Par contre comme il ne s’agit pas d’asphyxier la population, la Corée a toujours le droit d’importer du pétrole.
Rappelons tout de même que le premier tir de missile coréen date du 31 août 1998 (Taepodong 1) ; le premier tir nucléaire date lui du 9 octobre 2006.

L’on peut en déduire sans véritable risque d’erreur d’interprétation que la machinerie onusienne est une machinerie lourde !

Même la Chine et la Russie ont voté les sanctions cette fois-ci. Samantha Powers représentante américaine à l’ONU a qualifié la résolution 2270 de « most compréhensive, robust and unyelding. » Elle a de même rajouté: « to be effective it must be followed with robust, comprehensive and unyelding enforcement » 20
Ite missa est!

Il n’en reste pas moins que les résultats escomptés n’ont pas été à la hauteur des espérances. Le moins que l’on puisse dire c’est que le phénomène est tout sauf récent et que les tirs coréens ne constituent pas un hapax.

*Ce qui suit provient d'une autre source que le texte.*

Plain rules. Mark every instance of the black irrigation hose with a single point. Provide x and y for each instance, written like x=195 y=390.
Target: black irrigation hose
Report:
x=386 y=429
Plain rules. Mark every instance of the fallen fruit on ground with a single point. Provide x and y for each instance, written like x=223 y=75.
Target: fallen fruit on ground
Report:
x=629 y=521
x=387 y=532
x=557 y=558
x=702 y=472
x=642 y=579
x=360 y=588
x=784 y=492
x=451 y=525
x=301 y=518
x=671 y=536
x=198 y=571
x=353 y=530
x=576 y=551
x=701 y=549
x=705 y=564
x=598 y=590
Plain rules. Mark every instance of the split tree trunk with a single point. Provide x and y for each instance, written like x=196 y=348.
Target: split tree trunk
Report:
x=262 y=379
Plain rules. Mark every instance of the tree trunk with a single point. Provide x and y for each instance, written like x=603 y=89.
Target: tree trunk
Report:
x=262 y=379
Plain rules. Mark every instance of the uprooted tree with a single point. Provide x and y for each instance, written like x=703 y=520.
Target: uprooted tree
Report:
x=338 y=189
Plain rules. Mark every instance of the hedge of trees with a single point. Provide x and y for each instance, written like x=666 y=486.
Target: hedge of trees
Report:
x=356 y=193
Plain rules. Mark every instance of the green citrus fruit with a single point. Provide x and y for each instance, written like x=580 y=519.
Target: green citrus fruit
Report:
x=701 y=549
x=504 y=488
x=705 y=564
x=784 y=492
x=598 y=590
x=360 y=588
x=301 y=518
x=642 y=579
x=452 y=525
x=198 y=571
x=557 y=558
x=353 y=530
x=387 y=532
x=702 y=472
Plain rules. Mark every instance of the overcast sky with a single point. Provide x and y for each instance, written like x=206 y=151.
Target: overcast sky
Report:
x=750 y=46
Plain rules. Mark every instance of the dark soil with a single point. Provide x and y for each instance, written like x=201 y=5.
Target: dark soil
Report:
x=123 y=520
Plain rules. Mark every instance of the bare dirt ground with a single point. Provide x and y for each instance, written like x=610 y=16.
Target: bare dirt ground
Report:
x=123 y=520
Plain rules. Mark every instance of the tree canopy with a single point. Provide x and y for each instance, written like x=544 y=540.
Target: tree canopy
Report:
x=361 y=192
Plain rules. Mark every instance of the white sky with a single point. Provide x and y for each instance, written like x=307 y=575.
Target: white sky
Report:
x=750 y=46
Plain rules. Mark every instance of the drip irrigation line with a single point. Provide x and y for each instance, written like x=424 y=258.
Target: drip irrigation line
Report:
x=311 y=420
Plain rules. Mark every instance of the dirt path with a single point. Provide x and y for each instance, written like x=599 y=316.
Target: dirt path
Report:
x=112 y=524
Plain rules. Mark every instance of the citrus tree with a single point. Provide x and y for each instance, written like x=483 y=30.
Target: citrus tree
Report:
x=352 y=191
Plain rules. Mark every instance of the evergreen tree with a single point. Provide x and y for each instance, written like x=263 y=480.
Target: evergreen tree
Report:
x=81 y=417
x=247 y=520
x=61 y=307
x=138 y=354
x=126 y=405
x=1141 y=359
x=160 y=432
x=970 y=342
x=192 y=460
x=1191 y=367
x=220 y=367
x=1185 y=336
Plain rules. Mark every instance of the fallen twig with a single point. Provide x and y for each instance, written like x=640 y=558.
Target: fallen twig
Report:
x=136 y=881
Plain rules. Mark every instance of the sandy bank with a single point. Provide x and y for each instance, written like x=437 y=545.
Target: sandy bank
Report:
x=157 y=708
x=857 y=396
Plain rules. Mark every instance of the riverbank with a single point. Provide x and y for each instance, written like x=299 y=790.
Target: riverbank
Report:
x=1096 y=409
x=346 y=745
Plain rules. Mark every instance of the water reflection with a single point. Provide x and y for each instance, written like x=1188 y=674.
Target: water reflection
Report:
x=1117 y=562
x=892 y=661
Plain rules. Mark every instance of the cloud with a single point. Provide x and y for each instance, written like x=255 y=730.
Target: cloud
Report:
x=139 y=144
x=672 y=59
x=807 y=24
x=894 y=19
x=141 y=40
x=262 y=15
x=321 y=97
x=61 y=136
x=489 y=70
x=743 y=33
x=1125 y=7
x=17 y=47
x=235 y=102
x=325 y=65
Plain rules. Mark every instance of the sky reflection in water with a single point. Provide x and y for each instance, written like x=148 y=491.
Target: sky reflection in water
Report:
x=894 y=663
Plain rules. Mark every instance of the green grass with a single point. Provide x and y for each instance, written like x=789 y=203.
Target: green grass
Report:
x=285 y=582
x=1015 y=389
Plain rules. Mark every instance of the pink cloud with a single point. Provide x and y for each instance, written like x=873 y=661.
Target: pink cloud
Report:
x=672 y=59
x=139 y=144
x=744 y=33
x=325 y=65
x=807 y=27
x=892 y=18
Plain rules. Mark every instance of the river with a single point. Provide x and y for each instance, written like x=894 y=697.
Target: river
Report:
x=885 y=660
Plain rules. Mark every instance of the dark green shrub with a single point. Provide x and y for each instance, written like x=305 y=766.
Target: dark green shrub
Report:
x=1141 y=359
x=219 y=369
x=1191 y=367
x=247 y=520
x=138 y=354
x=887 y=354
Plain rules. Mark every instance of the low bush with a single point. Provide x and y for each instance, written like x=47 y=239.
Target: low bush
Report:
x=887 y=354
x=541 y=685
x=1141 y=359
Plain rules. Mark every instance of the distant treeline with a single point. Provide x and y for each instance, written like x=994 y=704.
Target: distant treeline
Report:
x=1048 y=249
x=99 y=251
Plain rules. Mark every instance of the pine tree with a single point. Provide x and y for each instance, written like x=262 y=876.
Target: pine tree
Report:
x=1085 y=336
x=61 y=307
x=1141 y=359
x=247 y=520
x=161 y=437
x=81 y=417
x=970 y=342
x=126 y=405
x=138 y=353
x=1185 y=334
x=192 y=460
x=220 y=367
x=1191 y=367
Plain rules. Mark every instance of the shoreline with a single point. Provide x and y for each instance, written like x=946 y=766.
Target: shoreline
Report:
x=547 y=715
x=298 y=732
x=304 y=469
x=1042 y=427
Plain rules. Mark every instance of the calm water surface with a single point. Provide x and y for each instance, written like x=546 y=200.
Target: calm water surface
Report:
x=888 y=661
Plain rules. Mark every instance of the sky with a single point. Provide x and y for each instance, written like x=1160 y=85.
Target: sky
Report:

Pourtant tout semblait commencer sous de bons auspices puisque le 28 mai 1991 la Corée du Nord demande son admission à l’ONU reconnaissant ainsi de facto sa sœur siamoise du sud. Le 17/11//91 James Baker dénonce déjà le danger nucléaire coréen.
Le 13 décembre 91 les deux Premiers Ministres de Corée signent un pacte de réconciliation qui prévoit la signature d’un traité de paix et des accords de dénucléarisation.

Le but de la manœuvre étant bien entendu de sortir la Corée du Nord de son splendide isolement.
À la différence du Royaume-Uni, celui-ci n’avait rien de splendide et n’était pas franchement souhaité. Encore que !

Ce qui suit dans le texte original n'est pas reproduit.